Traverser la salle de bal de la résidence impériale pour saluer Kareen fut la chose la plus terrifiante que Mark ait jamais accomplie volontairement, en dehors du raid avec les Dendariis. La ressemblance s’arrêtait là. Après, les choses s’améliorèrent.

— Lord Mark ! dit-elle gaiement. Ils m’avaient bien dit que vous étiez ici.

Tu avais demandé ?

— Je suis venu honorer ma parole et ma danse, milady.

Vor jusqu’à la pointe des cheveux, il s’inclina.

— Ah ! Il était temps.

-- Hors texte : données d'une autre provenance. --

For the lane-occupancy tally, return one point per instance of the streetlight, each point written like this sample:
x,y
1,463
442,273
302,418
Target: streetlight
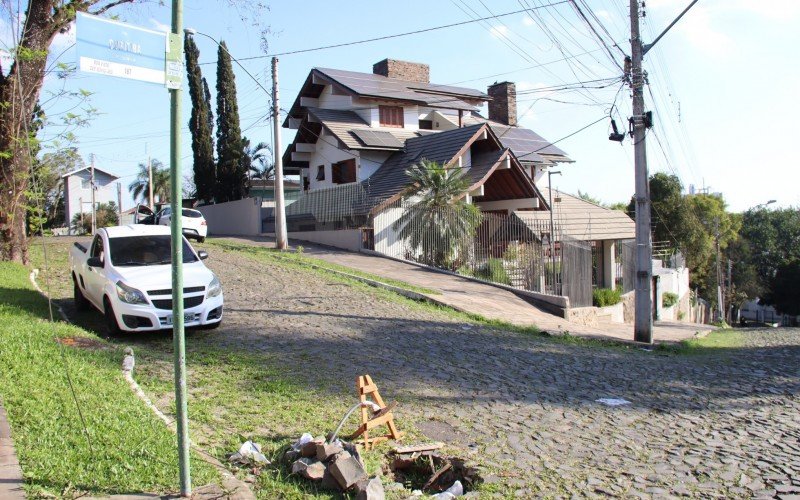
x,y
552,233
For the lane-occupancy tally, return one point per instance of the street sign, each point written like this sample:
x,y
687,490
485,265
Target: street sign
x,y
113,48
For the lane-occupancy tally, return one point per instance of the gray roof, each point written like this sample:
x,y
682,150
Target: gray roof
x,y
379,86
583,220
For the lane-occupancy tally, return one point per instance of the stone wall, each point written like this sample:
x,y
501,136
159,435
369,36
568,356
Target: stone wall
x,y
403,70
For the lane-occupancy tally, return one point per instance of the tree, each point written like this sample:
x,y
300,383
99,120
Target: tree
x,y
201,125
258,160
438,221
20,88
140,188
231,173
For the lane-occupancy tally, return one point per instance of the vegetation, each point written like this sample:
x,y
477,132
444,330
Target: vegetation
x,y
106,215
201,124
114,445
669,299
140,188
231,181
602,297
494,271
438,223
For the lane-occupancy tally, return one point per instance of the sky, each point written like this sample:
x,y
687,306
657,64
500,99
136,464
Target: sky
x,y
722,82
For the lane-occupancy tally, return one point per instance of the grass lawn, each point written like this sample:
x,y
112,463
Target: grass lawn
x,y
122,448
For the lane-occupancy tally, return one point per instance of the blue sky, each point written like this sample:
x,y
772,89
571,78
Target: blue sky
x,y
722,83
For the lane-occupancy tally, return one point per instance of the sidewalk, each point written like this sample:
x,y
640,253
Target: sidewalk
x,y
479,298
10,474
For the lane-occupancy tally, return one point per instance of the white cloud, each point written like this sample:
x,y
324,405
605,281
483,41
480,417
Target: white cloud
x,y
159,26
499,31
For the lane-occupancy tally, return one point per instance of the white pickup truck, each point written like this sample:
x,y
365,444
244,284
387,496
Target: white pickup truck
x,y
126,274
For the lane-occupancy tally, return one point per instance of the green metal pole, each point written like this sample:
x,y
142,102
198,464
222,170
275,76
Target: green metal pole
x,y
176,197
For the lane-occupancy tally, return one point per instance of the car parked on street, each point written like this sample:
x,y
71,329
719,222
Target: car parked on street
x,y
126,274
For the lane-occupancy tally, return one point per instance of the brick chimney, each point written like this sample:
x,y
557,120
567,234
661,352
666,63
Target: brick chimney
x,y
403,70
503,106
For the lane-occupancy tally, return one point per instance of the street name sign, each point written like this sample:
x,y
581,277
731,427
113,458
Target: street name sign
x,y
122,50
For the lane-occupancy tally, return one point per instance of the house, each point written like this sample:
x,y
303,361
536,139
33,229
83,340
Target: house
x,y
78,191
358,133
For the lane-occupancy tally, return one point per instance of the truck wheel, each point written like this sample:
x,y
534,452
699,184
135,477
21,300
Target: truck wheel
x,y
111,319
81,303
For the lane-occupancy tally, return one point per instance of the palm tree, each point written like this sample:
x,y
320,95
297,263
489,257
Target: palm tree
x,y
140,188
438,221
259,160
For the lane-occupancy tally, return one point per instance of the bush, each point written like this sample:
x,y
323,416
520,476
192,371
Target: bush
x,y
602,297
493,271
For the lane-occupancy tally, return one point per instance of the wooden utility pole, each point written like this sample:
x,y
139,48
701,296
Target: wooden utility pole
x,y
94,216
643,318
280,209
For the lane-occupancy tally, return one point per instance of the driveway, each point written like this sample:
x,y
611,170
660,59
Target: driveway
x,y
723,424
486,300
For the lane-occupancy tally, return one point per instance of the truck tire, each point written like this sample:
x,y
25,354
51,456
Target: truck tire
x,y
111,319
81,303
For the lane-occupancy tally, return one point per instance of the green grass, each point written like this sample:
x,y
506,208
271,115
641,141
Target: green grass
x,y
306,261
123,448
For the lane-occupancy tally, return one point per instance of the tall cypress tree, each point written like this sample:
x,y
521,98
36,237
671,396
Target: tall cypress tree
x,y
231,184
201,124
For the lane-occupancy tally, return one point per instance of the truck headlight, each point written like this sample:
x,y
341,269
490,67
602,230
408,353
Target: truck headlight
x,y
214,288
130,295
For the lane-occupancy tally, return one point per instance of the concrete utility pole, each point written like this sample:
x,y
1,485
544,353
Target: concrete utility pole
x,y
643,318
149,180
280,209
176,235
552,230
94,216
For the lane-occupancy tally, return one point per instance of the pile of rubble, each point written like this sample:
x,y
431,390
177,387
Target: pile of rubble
x,y
336,466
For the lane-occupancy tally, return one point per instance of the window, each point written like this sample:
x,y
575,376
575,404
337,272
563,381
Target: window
x,y
390,116
344,171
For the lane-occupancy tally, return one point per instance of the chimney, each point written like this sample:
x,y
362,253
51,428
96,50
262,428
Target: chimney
x,y
503,106
402,70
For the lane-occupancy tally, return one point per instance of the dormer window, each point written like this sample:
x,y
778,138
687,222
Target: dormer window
x,y
391,116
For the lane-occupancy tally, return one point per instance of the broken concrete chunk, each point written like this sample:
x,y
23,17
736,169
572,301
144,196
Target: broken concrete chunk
x,y
347,471
371,489
326,450
301,465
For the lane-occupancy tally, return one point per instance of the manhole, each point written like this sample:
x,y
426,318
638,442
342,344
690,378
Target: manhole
x,y
431,472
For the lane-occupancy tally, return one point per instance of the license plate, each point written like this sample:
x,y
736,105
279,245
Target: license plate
x,y
187,318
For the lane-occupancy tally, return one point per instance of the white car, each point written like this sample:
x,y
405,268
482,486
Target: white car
x,y
126,274
193,222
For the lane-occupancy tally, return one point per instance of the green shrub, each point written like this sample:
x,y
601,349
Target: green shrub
x,y
493,271
602,297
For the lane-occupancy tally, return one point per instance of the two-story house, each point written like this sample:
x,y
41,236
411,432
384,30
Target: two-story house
x,y
358,133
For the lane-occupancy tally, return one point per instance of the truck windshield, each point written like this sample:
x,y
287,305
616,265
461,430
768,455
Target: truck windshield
x,y
145,251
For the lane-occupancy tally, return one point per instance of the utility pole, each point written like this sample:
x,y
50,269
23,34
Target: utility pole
x,y
280,209
552,230
94,216
175,58
149,180
119,203
643,318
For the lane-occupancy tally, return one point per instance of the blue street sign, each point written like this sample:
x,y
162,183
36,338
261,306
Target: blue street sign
x,y
113,48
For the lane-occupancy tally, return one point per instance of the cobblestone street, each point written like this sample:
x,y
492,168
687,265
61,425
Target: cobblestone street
x,y
720,423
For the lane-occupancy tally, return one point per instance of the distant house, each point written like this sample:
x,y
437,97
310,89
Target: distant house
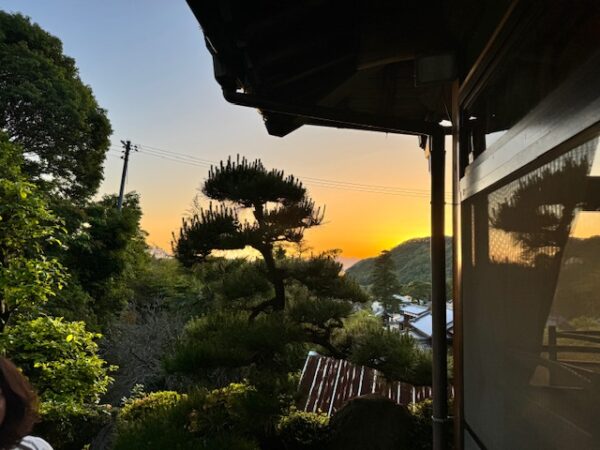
x,y
404,299
413,311
422,328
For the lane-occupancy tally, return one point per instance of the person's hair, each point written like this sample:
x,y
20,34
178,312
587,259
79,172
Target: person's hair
x,y
21,405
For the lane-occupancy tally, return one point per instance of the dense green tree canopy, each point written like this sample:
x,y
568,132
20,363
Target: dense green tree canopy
x,y
49,111
280,213
28,276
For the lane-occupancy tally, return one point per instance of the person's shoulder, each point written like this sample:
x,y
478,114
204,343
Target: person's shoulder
x,y
33,443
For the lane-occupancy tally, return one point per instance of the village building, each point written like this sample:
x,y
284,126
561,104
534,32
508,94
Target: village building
x,y
515,86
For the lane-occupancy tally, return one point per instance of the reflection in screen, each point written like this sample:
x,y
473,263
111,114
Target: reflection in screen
x,y
532,307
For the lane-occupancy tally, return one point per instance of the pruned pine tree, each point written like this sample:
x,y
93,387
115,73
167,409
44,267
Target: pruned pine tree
x,y
280,211
385,283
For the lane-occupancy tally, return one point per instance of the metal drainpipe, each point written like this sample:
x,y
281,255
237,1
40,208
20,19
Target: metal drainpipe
x,y
438,292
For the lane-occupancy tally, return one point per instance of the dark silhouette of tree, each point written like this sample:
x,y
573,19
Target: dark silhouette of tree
x,y
539,212
280,213
49,111
385,284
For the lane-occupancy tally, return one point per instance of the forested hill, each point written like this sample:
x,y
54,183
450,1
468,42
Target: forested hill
x,y
412,262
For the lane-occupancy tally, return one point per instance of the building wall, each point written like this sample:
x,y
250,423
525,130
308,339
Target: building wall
x,y
530,235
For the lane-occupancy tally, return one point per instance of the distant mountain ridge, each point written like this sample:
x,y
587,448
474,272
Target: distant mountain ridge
x,y
412,259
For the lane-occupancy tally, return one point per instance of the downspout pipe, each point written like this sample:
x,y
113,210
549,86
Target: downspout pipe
x,y
438,292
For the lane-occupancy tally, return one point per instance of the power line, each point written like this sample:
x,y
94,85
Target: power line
x,y
185,158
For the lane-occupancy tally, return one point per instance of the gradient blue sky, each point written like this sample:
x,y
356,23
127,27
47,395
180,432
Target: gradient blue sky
x,y
148,67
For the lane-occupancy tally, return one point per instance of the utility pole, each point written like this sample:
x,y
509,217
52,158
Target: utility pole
x,y
125,157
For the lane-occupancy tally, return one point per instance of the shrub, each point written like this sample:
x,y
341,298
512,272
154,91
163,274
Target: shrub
x,y
226,418
301,430
237,408
137,409
60,359
70,426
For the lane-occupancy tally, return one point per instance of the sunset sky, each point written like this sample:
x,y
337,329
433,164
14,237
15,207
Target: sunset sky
x,y
149,68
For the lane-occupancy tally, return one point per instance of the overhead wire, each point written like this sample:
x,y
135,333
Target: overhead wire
x,y
184,158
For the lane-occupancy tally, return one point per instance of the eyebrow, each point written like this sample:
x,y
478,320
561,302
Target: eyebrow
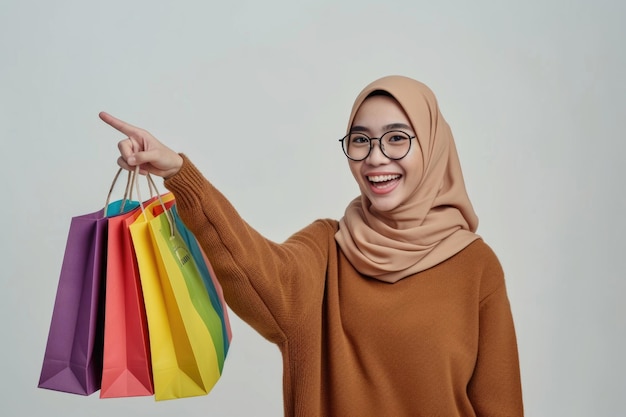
x,y
391,126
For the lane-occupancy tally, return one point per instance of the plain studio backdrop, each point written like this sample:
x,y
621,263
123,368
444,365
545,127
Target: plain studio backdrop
x,y
257,94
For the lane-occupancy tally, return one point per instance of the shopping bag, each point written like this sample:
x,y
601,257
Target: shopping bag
x,y
184,359
222,336
73,355
126,367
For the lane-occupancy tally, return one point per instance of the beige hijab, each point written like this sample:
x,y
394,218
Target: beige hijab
x,y
435,222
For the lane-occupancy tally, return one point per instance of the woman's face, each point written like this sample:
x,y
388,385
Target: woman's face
x,y
385,182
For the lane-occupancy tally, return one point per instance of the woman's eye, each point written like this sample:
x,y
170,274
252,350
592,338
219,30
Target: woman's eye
x,y
397,138
359,140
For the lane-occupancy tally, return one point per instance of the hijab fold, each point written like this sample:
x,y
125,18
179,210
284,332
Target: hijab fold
x,y
437,219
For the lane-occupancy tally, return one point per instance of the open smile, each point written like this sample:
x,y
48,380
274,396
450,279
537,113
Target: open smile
x,y
382,184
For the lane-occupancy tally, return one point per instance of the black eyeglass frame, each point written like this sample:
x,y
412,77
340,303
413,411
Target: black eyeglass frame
x,y
380,145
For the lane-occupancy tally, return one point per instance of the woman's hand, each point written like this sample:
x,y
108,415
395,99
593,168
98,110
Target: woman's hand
x,y
143,149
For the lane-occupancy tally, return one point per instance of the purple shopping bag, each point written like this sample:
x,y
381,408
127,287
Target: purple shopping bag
x,y
73,357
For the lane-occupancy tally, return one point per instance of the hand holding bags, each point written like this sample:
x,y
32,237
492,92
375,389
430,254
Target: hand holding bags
x,y
188,334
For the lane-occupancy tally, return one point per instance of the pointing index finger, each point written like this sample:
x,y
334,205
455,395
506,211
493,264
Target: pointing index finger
x,y
120,125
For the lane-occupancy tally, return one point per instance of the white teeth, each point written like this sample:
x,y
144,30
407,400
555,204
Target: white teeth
x,y
382,178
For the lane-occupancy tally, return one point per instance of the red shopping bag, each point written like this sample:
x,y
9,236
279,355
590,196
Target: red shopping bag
x,y
126,357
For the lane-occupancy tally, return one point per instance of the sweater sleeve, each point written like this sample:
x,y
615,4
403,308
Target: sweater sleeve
x,y
495,387
268,285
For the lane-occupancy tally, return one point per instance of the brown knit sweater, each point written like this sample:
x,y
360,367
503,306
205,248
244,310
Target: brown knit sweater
x,y
439,343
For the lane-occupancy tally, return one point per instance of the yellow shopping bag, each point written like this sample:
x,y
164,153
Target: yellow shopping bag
x,y
184,360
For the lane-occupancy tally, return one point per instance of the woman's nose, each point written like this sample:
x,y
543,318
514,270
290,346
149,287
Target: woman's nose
x,y
376,156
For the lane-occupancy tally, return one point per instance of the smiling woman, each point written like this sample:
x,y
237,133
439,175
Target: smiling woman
x,y
398,308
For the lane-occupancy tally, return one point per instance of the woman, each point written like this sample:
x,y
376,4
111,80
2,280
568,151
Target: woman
x,y
399,308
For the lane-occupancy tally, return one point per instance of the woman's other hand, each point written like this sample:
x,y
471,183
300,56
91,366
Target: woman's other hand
x,y
143,149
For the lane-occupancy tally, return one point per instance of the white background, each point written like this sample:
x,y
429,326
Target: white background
x,y
257,94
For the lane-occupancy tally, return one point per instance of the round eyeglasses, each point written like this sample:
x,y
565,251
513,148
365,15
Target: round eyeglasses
x,y
394,144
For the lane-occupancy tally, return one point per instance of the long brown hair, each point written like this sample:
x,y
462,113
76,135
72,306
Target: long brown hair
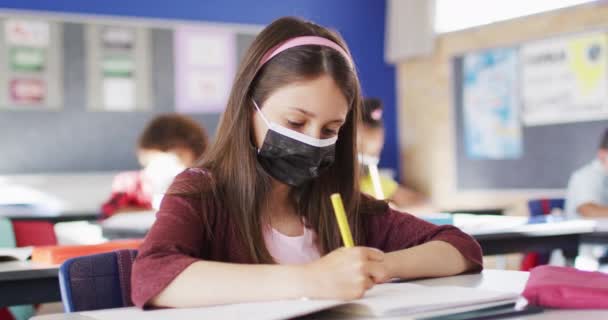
x,y
241,185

J’ai gardé toutes les danses du miroir et toutes les danses en ligne.

Les danses les plus simples : celles qu’il pouvait danser.

— J’ai demandé à Miles de m’apprendre les pas du Menuet de Mazeppa la semaine dernière, dit-il, plein d’espoir.

— Génial. Qui conduisait l’autre ? Oh, la musique commence…

Elle l’entraîna sur le parquet. Sa robe moulante et souple était d’un vert très sombre brodé de rouge qui mettait en valeur ses boucles d’un blond cendré. Dans une sorte de crise de paranoïa positive, il se demanda si les couleurs de sa tenue n’avaient pas été délibérément choisies pour s’harmoniser avec les siennes. Comment… ? Mon tailleur parle à ma mère, ma mère à la sienne et sa mère à elle. Bon sang, c’est à la portée de n’importe quel analyste de la SecImp.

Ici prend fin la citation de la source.